Greece: Same Tragedy, Different Scripts
By Walden Bello
July 14, 2010
Walden Bello is a member of the House of Representatives of the Philippines.
Governments, from the United States to China and Greece, had resorted to massive stimulus programs to keep the real economy from collapsing during the first phase of the financial crisis. By promoting a narrative that moves the spotlight from lack of financial regulation to this massive government spending as the key problem of the global economy, the banks seek to forestall the imposition of a tough regulatory regime.
But this is playing with fire. Nobel Prize laureate Paul Krugman and others have warned that if this narrative is successful, the lack of new stimulus programs and tough banking regulations will result in a double-dip recession, if not a full-blown depression. Unfortunately, as the recent G-20 meeting in Toronto suggests, governments in Europe and the United States are caving in to the short-sighted agenda of the banks, who have the backing of unreconstructed neoliberal ideologues that continue to see the activist, interventionist state as the fundamental problem. These ideologues believe that a deep recession and even a depression is the natural process by which an economy stabilizes itself, and that Keynesian spending to avert a collapse will only delay the inevitable.
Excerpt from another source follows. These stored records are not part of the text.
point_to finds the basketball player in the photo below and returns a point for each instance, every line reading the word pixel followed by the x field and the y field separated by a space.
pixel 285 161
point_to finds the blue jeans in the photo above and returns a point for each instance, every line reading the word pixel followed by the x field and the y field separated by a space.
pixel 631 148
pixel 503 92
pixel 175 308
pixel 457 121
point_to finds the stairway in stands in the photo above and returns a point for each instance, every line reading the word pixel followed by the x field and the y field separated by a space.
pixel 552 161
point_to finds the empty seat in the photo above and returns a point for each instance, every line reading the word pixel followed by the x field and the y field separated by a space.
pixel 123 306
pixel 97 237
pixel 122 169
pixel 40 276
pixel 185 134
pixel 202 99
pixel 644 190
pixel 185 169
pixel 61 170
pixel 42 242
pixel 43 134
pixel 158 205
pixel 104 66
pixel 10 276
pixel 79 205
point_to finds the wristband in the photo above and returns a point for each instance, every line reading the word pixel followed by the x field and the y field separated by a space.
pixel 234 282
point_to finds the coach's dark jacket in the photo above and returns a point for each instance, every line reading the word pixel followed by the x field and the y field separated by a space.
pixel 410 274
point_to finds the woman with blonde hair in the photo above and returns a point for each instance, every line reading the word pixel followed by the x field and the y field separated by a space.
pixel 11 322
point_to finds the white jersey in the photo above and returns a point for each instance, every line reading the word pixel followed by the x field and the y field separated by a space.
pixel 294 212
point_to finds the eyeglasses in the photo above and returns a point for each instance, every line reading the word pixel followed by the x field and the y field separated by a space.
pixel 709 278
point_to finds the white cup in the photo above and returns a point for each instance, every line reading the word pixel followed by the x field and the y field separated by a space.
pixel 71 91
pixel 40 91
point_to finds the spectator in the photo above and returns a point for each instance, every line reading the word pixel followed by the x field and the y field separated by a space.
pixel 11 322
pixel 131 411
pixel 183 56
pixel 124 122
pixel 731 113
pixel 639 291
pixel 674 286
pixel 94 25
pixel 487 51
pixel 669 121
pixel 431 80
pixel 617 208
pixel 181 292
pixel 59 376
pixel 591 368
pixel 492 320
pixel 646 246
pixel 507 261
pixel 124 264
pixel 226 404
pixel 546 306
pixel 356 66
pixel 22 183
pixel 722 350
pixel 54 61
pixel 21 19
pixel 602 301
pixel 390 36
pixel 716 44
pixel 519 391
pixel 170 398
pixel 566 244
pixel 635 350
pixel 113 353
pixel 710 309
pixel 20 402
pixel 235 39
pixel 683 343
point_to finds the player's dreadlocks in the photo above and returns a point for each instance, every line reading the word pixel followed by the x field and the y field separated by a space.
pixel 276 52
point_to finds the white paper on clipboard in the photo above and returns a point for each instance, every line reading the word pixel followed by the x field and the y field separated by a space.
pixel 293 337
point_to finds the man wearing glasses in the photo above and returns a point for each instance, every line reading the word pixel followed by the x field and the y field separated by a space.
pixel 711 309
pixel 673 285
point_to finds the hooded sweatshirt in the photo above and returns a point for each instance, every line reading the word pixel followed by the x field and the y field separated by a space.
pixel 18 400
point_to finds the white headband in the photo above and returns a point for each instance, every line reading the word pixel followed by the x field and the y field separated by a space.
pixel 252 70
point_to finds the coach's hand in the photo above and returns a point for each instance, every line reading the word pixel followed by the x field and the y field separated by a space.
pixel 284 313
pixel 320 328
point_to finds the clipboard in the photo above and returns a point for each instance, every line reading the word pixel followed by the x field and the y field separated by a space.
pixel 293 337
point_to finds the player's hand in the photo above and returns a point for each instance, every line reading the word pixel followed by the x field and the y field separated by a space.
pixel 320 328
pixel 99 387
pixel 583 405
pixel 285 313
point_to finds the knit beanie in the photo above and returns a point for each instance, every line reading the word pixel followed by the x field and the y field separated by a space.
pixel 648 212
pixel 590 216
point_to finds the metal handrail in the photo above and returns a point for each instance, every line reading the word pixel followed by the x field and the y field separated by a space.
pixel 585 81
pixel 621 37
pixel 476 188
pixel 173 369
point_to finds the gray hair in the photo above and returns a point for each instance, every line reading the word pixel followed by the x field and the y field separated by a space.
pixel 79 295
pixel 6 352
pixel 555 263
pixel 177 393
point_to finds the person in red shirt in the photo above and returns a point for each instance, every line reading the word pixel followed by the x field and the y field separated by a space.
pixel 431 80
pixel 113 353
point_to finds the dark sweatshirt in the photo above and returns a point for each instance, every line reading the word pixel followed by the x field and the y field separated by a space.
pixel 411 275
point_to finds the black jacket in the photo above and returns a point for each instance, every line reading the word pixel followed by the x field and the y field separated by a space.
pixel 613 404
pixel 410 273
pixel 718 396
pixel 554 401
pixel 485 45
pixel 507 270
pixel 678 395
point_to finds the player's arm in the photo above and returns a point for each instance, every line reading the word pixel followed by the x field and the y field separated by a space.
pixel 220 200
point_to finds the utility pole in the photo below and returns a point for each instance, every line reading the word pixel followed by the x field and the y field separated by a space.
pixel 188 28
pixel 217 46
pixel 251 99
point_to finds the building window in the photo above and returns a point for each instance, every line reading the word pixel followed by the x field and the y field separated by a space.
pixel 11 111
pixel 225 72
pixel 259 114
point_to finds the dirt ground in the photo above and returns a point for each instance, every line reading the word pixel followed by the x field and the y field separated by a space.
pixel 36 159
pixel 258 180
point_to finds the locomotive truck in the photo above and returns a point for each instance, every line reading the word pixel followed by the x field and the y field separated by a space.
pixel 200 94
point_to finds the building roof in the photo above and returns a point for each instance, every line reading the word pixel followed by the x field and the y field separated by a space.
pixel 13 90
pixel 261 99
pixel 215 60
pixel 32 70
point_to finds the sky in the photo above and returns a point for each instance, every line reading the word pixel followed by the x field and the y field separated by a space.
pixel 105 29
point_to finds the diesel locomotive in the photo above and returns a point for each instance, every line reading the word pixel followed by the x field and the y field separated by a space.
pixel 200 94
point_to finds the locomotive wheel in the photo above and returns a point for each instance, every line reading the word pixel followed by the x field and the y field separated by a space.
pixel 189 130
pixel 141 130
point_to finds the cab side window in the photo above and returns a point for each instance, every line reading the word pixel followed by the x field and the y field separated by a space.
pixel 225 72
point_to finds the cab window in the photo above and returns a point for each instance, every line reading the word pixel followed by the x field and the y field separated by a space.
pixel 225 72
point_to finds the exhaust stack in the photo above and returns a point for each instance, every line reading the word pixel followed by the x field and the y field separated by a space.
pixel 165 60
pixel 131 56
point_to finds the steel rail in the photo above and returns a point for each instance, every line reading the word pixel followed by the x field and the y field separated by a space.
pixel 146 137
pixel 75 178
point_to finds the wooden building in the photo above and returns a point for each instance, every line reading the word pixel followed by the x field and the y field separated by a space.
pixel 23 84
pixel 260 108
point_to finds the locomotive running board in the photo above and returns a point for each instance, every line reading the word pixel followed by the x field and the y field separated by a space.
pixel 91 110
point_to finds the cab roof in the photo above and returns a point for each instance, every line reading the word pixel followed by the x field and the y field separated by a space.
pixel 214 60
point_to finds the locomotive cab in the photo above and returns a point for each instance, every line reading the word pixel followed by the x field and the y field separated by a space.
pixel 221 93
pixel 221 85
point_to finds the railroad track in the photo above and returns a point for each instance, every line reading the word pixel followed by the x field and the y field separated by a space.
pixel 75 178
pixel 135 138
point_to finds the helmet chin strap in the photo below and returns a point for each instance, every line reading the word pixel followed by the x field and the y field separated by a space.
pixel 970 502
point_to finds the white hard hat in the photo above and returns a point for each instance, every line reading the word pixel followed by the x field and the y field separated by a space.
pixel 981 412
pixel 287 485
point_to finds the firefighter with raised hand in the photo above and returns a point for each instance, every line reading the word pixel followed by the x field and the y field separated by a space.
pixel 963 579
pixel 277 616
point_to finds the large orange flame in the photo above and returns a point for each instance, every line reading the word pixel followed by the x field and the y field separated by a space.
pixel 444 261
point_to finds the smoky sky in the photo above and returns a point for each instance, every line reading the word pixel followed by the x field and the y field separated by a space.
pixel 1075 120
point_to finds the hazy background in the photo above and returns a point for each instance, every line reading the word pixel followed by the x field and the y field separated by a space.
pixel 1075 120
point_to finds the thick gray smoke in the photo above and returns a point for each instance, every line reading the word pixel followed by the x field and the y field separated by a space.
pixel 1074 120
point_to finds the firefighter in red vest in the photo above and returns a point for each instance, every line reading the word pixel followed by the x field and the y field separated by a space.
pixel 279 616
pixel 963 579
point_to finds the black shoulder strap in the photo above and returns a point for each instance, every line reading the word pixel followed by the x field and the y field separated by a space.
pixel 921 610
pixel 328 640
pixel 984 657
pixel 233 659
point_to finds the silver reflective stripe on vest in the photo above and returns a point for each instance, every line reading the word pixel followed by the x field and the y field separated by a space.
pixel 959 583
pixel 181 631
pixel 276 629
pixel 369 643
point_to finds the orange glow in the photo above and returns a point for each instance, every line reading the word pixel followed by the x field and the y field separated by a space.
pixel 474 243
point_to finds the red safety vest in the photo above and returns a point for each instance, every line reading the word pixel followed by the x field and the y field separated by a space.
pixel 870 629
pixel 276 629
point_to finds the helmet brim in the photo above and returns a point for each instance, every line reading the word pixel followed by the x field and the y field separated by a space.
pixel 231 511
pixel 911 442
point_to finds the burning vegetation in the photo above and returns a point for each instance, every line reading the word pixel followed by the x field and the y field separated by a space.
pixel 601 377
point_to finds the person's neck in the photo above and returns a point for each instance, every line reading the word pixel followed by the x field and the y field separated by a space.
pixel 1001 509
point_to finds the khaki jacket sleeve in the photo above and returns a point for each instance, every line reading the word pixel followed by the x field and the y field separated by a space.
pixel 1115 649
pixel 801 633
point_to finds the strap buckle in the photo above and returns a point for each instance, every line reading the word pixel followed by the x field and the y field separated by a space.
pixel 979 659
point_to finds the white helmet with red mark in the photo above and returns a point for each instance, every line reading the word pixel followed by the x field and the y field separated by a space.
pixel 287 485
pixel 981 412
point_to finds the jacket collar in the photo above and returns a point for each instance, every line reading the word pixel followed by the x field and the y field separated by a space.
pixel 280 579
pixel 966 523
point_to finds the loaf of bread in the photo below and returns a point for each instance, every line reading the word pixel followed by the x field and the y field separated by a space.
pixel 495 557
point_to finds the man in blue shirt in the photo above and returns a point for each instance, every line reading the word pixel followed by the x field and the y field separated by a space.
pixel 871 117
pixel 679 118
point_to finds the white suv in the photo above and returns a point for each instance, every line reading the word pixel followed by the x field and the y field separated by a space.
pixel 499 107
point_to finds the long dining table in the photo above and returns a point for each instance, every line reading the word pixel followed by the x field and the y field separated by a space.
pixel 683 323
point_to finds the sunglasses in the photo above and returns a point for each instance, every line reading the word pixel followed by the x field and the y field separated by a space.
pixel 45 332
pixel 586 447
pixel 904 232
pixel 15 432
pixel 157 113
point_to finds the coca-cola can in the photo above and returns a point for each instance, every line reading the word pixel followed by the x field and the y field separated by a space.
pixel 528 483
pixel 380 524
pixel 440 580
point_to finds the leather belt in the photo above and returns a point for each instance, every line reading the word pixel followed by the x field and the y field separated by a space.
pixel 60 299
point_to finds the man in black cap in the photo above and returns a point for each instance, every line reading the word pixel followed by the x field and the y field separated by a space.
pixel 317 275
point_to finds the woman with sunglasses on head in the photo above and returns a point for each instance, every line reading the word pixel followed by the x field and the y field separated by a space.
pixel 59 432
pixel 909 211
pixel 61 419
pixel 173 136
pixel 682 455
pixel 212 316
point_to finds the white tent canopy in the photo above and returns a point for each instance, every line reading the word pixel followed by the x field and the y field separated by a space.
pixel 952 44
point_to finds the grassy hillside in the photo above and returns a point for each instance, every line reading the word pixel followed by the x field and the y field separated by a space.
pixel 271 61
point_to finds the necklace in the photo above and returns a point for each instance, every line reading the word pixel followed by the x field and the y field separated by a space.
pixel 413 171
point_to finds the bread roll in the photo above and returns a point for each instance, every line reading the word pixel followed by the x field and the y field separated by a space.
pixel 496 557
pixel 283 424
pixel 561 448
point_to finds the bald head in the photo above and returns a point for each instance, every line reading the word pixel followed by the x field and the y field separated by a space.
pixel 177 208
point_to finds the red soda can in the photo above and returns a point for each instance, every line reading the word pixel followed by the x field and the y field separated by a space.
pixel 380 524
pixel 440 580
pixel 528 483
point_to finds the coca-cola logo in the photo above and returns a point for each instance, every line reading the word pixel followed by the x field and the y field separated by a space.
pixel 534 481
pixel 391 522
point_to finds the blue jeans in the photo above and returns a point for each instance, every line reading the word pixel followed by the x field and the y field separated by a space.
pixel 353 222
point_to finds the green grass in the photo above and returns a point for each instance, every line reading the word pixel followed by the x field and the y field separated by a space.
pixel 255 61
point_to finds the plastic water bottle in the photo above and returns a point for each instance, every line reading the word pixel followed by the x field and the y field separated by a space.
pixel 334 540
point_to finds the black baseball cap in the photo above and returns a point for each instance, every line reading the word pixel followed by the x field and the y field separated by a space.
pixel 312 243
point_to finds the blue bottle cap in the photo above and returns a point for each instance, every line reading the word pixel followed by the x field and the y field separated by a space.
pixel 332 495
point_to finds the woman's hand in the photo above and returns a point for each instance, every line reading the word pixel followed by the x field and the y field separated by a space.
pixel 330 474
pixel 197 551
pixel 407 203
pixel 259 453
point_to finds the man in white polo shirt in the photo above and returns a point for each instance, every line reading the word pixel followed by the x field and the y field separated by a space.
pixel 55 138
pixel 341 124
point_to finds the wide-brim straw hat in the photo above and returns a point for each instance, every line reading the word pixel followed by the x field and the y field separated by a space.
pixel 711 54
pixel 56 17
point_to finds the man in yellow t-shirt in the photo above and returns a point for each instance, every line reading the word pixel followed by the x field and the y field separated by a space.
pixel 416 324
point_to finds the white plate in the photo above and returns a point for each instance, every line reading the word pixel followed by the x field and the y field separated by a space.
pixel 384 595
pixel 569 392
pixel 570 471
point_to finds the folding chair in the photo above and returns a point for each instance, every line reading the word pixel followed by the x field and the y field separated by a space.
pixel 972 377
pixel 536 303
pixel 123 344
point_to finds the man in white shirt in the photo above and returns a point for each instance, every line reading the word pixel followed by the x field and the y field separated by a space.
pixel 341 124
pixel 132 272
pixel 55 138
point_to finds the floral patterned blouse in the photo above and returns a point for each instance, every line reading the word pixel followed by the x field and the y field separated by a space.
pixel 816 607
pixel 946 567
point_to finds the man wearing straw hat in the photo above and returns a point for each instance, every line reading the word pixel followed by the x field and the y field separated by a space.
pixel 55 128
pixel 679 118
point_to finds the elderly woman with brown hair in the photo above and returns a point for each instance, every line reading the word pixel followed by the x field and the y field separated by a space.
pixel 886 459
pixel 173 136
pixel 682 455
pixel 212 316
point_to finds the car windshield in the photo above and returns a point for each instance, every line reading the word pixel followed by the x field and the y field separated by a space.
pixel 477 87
Faced with the program’s savage consequences, an increasing number of Greeks are talking about adopting a strategy of threatening default or a radical unilateral reduction of debt. Such an approach could be coordinated, says Tsipras, with Europe’s other debt-burdened countries, like Portugal and Spain. Here Argentina may provide a model: it gave its creditors a memorable haircut in 2003 by paying only 25 cents for every dollar it owed. Not only did Argentina get away with it, but the resources that would otherwise have left the country as debt service was channeled into the domestic economy, triggering an average annual economic growth rate of 10 percent between 2003 and 2008.
The “Argentine Solution” is certainly fraught with risk. But the consequences of surrender are painfully clear, if we examine the records of countries that submitted to IMF adjustment. Forking over 25 to 30 percent of the government budget yearly to foreign creditors, the Philippines in the mid-1980s entered a decade of stagnation from which it has never recovered and which condemned it to a permanent poverty rate of over 30 percent. Squeezed by draconian adjustment measures, Mexico was sucked into two decades of continuing economic crisis, with consequences such as the pervasive narcotics traffic that has brought it to the brink of being a failed state. The current state of virtual class war in Thailand can be traced partly to the political fallout of the economic sufferings of the IMF austerity program imposed on that country a decade ago.